Still, how could she explain such a thing to an outsider? Shemlen thought in such black and white ways, even witches. The geas was the Brangwens to bear. And, it imparted more than just insanity and sorrow. Look at how Amjad felt about Dorian, the way Amjad would do nigh anything to protect his beloved. How happy they could be, in the rare moments when they had no pressing concerns. The certainty that someone out there in the world was meant for you, that even the slim possibility of finding your beloved could impart such strength, such faith.
"It...there is more to it than that," she said, lamely enough.
"I think you should revel in your freedom," Morrigan told her in no uncertain terms.
"If Solas is not your beloved, then you are free. You may do as you like with him, and the universe may mind its own business."
"It is not so simple. If he is not, it means I don't love him."
"Not all love is a grand ball. Some loves are hearth fires that you may rest beside for a time, or humble parties held at the village green."
"And you would know this because...?" She couldn't keep all the venom from her voice, but Morrigan appeared unmoved.
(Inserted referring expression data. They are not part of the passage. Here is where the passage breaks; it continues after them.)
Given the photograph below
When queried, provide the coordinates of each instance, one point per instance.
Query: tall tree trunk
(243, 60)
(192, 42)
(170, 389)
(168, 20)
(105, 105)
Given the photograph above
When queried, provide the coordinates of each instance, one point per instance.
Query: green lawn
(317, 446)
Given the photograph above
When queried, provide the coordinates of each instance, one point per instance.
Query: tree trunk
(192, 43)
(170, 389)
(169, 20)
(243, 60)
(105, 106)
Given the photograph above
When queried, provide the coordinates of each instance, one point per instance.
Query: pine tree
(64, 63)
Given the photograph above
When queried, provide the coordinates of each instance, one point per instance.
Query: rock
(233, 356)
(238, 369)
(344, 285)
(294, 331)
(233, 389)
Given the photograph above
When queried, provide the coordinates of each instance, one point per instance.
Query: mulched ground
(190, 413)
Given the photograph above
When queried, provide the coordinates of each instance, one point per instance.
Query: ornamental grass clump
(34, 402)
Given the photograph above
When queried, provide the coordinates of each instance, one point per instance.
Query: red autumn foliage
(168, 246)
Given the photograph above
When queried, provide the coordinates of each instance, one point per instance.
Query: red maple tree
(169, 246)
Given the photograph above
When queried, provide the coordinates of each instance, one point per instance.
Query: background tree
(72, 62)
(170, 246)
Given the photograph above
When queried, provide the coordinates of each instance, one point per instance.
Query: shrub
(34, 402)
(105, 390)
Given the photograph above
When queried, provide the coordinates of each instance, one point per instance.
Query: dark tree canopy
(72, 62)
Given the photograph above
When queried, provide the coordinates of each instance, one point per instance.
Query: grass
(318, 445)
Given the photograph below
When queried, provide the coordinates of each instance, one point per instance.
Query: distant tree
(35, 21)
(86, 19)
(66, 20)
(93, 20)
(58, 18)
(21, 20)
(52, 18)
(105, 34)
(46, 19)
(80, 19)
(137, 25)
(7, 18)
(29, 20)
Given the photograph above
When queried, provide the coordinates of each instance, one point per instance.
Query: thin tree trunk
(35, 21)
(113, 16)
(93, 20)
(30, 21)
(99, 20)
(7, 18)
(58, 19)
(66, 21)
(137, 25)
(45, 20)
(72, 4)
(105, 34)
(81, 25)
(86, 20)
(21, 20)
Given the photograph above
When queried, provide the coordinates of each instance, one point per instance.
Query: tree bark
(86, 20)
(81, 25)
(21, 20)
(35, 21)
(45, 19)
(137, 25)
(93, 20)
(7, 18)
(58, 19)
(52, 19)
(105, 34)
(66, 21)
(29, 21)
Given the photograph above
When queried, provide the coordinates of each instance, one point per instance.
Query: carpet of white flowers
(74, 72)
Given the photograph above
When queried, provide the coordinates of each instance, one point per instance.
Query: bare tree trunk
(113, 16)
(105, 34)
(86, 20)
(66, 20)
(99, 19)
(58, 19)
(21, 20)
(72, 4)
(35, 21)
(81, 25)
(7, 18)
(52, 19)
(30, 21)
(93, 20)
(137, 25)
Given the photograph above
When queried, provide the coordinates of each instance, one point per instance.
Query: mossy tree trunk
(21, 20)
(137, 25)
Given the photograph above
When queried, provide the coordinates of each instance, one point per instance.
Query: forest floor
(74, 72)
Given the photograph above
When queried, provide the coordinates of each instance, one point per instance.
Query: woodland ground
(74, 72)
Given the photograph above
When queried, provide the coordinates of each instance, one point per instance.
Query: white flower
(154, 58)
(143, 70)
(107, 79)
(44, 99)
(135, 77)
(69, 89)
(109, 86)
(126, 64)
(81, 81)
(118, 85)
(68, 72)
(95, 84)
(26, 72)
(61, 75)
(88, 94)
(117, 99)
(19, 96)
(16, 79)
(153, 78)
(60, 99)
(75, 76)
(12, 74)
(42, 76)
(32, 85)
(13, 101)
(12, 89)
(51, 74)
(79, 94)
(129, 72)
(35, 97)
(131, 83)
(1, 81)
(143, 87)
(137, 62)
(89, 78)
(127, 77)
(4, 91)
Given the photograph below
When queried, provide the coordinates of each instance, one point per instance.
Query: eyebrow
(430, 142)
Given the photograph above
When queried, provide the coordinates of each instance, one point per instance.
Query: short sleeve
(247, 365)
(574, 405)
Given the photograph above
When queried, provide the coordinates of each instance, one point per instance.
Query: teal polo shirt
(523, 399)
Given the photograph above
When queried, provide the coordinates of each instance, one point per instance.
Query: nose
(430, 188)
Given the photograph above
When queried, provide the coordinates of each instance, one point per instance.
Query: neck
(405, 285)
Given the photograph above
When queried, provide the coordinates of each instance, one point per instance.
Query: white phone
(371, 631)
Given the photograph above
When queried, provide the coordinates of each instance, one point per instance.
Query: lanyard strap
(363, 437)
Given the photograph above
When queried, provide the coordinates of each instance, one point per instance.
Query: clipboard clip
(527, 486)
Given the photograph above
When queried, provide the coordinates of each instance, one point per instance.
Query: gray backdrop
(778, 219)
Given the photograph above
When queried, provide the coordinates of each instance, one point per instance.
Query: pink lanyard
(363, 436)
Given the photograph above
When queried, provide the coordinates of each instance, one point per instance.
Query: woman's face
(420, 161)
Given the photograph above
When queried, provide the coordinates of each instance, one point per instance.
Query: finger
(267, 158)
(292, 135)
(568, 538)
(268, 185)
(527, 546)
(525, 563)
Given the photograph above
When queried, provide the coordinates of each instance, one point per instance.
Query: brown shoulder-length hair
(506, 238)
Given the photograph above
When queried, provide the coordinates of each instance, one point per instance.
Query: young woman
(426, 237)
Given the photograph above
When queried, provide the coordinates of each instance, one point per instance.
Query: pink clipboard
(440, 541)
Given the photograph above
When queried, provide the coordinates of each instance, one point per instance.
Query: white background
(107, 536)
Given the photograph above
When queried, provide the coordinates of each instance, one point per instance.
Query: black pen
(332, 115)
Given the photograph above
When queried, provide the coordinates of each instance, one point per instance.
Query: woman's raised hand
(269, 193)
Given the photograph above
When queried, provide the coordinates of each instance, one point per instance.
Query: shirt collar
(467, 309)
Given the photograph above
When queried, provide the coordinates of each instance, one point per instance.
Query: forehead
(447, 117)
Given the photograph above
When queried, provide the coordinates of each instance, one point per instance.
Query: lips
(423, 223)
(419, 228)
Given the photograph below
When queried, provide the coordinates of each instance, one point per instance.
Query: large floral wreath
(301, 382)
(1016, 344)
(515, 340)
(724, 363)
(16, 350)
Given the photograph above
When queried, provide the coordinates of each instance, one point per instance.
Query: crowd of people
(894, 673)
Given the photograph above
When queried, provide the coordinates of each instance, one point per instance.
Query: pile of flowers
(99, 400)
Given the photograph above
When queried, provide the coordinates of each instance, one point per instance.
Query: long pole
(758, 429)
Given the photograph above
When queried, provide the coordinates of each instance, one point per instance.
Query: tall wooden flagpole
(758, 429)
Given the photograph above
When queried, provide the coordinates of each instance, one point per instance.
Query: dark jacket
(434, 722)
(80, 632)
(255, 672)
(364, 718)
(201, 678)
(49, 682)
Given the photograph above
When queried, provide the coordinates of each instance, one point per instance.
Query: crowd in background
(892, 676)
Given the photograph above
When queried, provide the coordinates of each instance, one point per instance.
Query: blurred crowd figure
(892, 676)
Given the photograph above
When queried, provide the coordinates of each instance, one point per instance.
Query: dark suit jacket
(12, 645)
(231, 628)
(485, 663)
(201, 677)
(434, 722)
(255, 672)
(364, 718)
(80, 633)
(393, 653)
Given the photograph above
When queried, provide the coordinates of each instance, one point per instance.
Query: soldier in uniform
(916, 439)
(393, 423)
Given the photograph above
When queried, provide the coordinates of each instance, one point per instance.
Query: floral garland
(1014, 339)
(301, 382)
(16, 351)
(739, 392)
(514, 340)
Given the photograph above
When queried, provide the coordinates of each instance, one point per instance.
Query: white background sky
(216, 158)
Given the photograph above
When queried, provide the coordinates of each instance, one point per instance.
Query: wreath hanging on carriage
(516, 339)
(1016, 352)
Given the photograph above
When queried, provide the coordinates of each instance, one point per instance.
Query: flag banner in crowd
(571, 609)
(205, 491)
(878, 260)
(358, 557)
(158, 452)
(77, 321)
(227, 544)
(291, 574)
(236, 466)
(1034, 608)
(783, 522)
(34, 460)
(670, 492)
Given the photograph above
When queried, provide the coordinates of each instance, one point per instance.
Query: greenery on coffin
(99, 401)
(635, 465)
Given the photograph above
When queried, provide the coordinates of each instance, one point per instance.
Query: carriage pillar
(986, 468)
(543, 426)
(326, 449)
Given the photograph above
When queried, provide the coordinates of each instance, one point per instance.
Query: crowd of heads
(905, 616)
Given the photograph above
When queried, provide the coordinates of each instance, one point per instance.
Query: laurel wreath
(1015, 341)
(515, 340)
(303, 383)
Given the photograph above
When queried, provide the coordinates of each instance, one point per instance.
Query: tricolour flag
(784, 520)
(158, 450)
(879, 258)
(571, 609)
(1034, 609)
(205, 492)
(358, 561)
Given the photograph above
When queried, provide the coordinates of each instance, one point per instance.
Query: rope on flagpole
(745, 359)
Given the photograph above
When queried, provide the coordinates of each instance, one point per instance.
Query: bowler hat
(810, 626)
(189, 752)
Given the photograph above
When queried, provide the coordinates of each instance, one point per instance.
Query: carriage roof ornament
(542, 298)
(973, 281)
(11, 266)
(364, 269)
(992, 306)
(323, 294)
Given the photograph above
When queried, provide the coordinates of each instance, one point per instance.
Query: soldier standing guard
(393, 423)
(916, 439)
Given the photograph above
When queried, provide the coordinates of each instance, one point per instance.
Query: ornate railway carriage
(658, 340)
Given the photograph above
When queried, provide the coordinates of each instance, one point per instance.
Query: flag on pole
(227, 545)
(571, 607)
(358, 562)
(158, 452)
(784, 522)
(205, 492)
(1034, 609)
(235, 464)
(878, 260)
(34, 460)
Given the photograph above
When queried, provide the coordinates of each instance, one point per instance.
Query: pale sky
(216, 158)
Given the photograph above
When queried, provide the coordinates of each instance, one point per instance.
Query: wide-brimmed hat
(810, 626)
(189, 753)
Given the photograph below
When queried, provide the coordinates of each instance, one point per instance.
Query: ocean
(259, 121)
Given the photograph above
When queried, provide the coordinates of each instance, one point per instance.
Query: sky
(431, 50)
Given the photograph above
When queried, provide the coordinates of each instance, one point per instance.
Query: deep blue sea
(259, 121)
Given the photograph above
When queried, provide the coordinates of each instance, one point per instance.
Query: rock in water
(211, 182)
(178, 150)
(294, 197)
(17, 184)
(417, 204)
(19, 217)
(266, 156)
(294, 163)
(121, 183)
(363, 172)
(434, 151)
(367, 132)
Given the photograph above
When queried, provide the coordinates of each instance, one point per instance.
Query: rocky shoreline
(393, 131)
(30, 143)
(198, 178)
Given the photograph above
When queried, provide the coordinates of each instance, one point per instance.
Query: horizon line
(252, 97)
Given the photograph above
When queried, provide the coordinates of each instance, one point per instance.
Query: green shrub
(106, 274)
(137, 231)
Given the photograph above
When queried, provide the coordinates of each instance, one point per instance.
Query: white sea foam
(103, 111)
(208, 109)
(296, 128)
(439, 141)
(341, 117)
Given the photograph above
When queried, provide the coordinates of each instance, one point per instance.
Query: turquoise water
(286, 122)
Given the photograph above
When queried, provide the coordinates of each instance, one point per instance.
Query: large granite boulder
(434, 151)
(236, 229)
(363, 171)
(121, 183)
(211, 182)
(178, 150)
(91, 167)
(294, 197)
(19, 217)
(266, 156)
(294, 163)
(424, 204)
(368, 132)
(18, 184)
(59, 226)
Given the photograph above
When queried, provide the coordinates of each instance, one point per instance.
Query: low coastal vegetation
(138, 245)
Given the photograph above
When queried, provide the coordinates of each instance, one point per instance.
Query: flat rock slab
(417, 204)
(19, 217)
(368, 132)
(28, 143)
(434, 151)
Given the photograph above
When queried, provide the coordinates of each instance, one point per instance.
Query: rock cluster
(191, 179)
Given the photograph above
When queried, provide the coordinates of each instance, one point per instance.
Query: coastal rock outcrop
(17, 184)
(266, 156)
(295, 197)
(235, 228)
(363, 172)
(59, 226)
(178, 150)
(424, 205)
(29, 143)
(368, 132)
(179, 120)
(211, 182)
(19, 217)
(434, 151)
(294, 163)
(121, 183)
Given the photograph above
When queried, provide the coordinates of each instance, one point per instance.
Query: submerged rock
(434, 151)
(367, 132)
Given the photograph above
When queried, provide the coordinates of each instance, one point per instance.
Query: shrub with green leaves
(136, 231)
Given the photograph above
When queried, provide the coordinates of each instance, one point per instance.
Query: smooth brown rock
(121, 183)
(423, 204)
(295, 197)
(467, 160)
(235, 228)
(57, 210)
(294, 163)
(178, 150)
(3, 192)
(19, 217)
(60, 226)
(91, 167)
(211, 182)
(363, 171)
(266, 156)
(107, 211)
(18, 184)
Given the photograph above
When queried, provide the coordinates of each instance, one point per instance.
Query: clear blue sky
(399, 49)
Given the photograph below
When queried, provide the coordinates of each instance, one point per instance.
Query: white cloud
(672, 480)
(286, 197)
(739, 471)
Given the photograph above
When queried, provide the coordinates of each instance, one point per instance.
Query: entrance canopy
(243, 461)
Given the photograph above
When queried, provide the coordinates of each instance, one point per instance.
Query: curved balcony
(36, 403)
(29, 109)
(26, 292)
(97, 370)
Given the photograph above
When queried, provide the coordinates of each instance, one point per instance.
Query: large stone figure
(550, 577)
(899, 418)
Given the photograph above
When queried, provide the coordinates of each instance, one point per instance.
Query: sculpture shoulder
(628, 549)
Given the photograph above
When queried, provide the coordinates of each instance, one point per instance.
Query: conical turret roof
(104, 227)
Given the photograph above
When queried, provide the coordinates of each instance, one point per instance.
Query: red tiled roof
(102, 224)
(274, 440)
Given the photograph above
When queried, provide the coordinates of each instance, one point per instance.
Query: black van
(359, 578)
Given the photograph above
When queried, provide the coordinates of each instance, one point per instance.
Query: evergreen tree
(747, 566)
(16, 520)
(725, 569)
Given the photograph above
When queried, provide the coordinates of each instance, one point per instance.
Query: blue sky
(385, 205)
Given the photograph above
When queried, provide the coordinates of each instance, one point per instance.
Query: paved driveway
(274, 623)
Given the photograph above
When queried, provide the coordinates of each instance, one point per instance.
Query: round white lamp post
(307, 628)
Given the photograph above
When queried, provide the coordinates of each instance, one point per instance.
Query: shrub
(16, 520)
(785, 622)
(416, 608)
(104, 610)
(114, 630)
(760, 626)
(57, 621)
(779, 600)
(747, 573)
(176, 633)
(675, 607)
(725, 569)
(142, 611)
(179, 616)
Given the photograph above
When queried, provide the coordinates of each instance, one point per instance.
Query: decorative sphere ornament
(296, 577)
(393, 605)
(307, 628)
"At one time I cared little for others and even less for their feelings. But...having traveled the world, I...think differently. I have seen many loves and lovers, those that end in tragedy. In joy. And perhaps worst of all, in mediocrity. Cherish your freedom, while you have it." The silence stretched between them for a moment, a lady unfurling a silken sail. Morrigan gestured at the ground before them, and for the first time Aislinn noticed the wild violets there. "Do you see those flowers?" She asked, her breath filling that sail with a robust tailwind. They grew as they preferred, without tending. Yet they are as beautiful as some carefully manicured patch of earth. Perhaps moerso, when viewed with the proper eyes."
Aislinn knew a little about Morrigan. Like all of them, Sister Nightengale had screened her as much as possible and was Morrigan's old traveling companion, besides. She knew that Morrigan was fleeing some power greater than herself, and for the first time she wondered at what Morrigan must have felt, being stalked in such a manner, over the surface of the earth and even through the ephemera of the Fade.
"Thank you," she said as she stood. "I should return to my bed."
"As you will," Morrigan said, with a wave of her hand.
Aislinn retreated, and only afterwards did she realize she'd left her shoes behind.
Freedom. Yet it feels empty. What I would give, to be shackled.